Getty Images

The action inside the Etihad Arena on Saturday gave fight fans much to be excited about moving forward after UFC 280. Thrilling finishes and questionable decisions will spark debates over the results for months to come from Abu Dhabi.

With former lightweight king Khabib Nurmagomedov in his corner, Islam Makhachev captured the vacant 155-pound title by submitting ex-champion Charles Oliveira in the first fight in UFC history matching fighters entering with double-digit win streaks. An early injury to TJ Dillashaw also brought an abrupt end to Aljamain Sterling's second defense of his bantamweight title in the co-main event.

Let's take a look at what we learned from a memorable night inside the Octagon. 

Can't get enough boxing and MMA? Get the latest in the world of combat sports from two of the best in the business. Subscribe to Morning Kombat with Luke Thomas and Brian Campbell for the best analysis and in-depth news, including instant analysis of UFC 280 at the conclusion of the event. 

1. The champion has a new name (and he might not yield the strap anytime soon)

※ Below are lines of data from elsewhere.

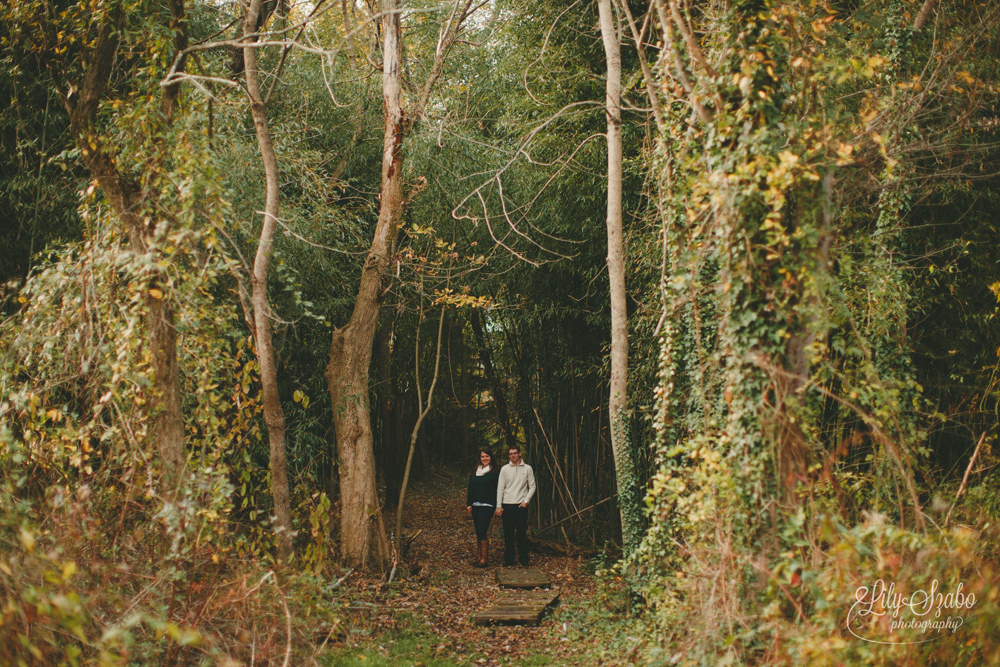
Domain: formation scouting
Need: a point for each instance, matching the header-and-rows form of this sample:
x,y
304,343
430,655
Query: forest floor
x,y
427,618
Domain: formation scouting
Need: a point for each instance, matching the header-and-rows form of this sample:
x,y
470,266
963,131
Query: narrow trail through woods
x,y
447,590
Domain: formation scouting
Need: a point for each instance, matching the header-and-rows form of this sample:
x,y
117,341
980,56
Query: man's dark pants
x,y
515,530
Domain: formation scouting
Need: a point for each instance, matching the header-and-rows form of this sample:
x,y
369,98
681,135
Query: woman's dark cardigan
x,y
482,489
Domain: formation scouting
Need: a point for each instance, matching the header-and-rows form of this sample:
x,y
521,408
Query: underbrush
x,y
85,580
821,591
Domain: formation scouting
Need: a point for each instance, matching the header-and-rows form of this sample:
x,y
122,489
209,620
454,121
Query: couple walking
x,y
504,493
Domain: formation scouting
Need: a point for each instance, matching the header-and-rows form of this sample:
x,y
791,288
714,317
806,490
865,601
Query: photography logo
x,y
901,617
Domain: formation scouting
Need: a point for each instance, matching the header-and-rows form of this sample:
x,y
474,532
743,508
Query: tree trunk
x,y
124,197
362,538
618,397
274,415
499,399
423,409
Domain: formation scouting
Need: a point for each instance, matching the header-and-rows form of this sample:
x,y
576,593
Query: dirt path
x,y
439,603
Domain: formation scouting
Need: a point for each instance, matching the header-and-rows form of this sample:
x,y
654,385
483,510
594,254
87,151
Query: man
x,y
515,488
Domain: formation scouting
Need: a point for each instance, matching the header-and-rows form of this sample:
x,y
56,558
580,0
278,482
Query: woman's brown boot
x,y
484,551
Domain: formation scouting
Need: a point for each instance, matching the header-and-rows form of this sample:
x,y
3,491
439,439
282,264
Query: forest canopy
x,y
727,272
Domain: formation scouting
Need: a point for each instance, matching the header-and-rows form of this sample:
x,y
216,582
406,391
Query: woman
x,y
480,501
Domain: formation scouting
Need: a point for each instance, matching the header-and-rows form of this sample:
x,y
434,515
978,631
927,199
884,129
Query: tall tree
x,y
363,540
274,415
618,398
82,81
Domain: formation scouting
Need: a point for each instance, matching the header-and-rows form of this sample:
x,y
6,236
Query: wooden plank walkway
x,y
523,578
518,604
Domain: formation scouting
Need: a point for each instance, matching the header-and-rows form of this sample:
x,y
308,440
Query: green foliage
x,y
794,266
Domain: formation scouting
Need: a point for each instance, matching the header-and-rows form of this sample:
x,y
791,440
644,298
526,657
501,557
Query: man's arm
x,y
531,485
501,484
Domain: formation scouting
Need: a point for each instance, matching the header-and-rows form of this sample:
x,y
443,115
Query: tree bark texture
x,y
274,415
423,411
125,199
362,539
618,396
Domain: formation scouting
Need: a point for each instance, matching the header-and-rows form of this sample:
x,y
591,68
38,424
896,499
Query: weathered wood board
x,y
524,578
518,606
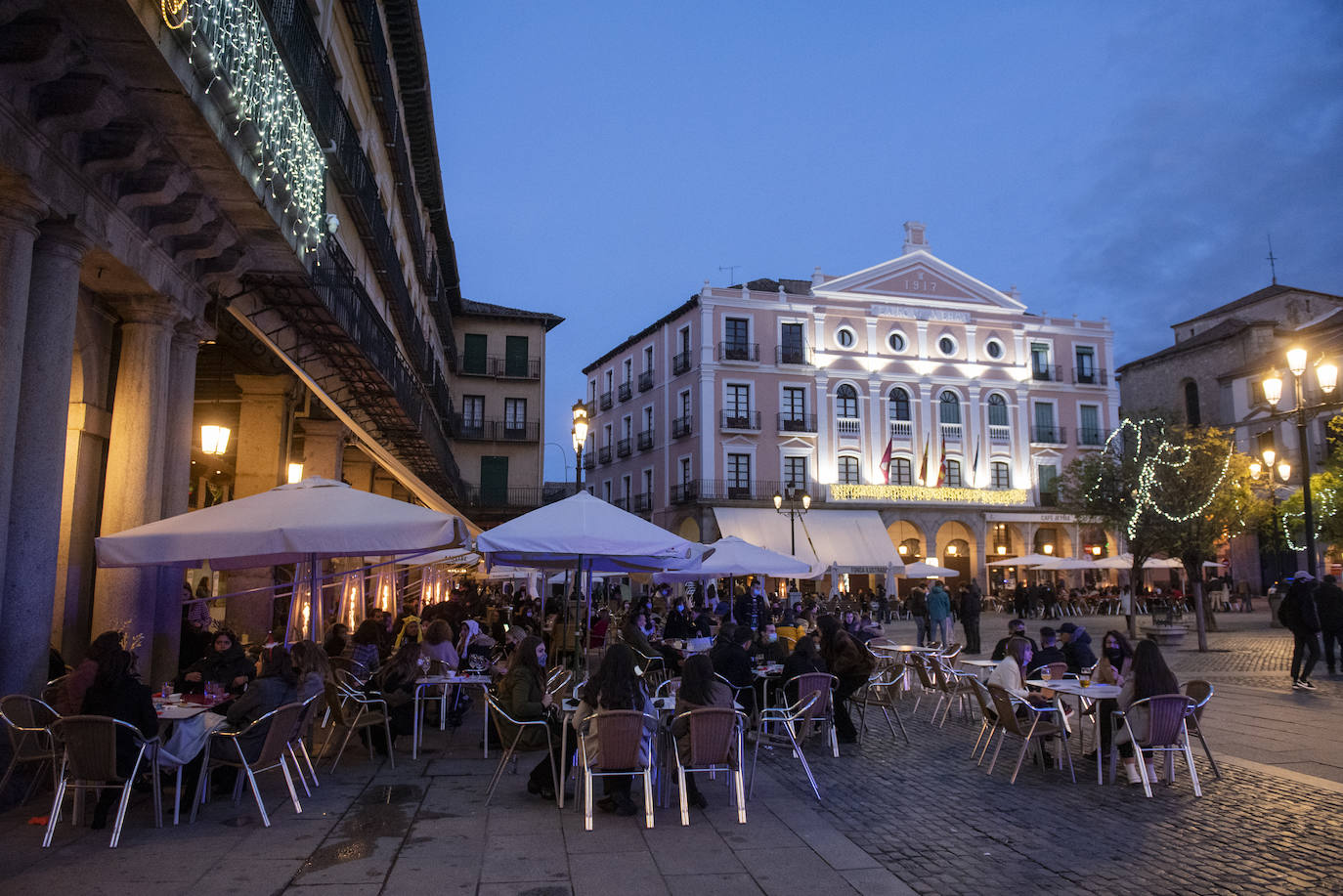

While the comparisons between Makhachev and his trainer/mentor Nurmagomedov were never quite fair, the potential for immediate dominance atop the lightweight division is starting to look eerily similar. Makhachev's game is slightly different than that of "The Eagle," a fact that became abundantly clear when he used his striking in Round 2 to break down and drop Oliveira after outwrestling him in the opening round. But the prophetic words of Khabib's late father Abdulmanap Nurmagomedov, who predicted Makhachev would pick up where his son left off as lightweight king one day, appears to be coming true. Not only did Makhachev step up his striking in a big way against Oliveira, his ability to dominate on the ground and create an opening for an immediate finish was nothing short of Khabib-like. If the elite MMA fighters from Dagestan, Russia, have proven anything in recent years within UFC, it's their ability to suck the excitement out of a fight by systematically disarming and exhausting their opponents. In that regard, Makhachev has the perfect level of skill, toughness and demeanor to present a major problem to every single fighter in the division. Makhachev cut Oliveira early with a left cross and was never in trouble against a fighter who owns the UFC record for submission and stoppage wins. If he can make it look that easy against a fighter riding an 11-fight win streak of one dramatic victory after another, there's plenty of reason to believe a new era at lightweight has begun. 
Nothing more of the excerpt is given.